The boy described being able to walk on top of the snow while his father was sinking past his knees. As the boy got further ahead of his dad he eventually lost contact and became disoriented, but headed in the general direction of their car.
Meanwhile, SAR members at headquarters in the valley were using cell phone forensic techniques and GIS data to narrow down likely search areas.
At 1:15 a.m. Wednesday, rescuers on skis located the father near the Pioneer Falls Trail, a few miles from the Spanish Cr. Cabin. He was conscious but hypothermic. They transported him using a rescue toboggan to the cabin, then by snowmobile rescue sled to an ambulance.
Sheriff Gootkin wants to thank the world-class volunteers and Deputy Sheriffs who gave the incident a mostly positive outcome.

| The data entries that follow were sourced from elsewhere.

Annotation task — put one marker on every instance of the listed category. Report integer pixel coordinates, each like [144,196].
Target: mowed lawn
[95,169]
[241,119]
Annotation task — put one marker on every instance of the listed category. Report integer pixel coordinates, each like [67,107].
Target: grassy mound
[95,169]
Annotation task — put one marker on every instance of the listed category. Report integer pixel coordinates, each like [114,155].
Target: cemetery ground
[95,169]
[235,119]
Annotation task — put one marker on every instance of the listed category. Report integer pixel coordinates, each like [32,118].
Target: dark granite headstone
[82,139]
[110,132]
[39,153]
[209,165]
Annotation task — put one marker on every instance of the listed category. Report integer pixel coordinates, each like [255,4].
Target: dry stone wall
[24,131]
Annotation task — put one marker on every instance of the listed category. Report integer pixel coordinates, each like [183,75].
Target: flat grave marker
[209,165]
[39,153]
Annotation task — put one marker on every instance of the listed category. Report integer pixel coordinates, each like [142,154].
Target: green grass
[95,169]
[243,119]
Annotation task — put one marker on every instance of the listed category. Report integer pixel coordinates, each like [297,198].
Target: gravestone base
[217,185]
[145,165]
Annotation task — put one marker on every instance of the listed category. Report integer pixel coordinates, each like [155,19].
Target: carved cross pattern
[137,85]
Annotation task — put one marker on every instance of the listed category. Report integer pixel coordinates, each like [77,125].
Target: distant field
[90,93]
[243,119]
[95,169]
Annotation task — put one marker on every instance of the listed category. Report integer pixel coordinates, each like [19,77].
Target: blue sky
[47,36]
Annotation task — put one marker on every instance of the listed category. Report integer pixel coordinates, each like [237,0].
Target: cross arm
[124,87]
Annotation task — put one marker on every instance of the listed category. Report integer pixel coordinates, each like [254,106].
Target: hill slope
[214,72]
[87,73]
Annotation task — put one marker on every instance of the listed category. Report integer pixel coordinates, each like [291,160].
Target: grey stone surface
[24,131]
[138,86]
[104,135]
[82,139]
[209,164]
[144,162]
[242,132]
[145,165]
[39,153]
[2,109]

“Our community values its Sheriff’s Office and SAR volunteers and incidents like this remind us why,” Gootkin said in the release. “This is a busy time of year, with January seeing 16 SAR incidents, but the members of the Sheriff’s Office family are here and ready to keep this community a safe and healthy place to live.”
While responding to this call, one of the search and rescue volunteers was struck by a white Chevy pickup that ran a stop sign and then left the scene of the crash, leaving its grill behind. Anyone with information is asked to contact Bozeman Police.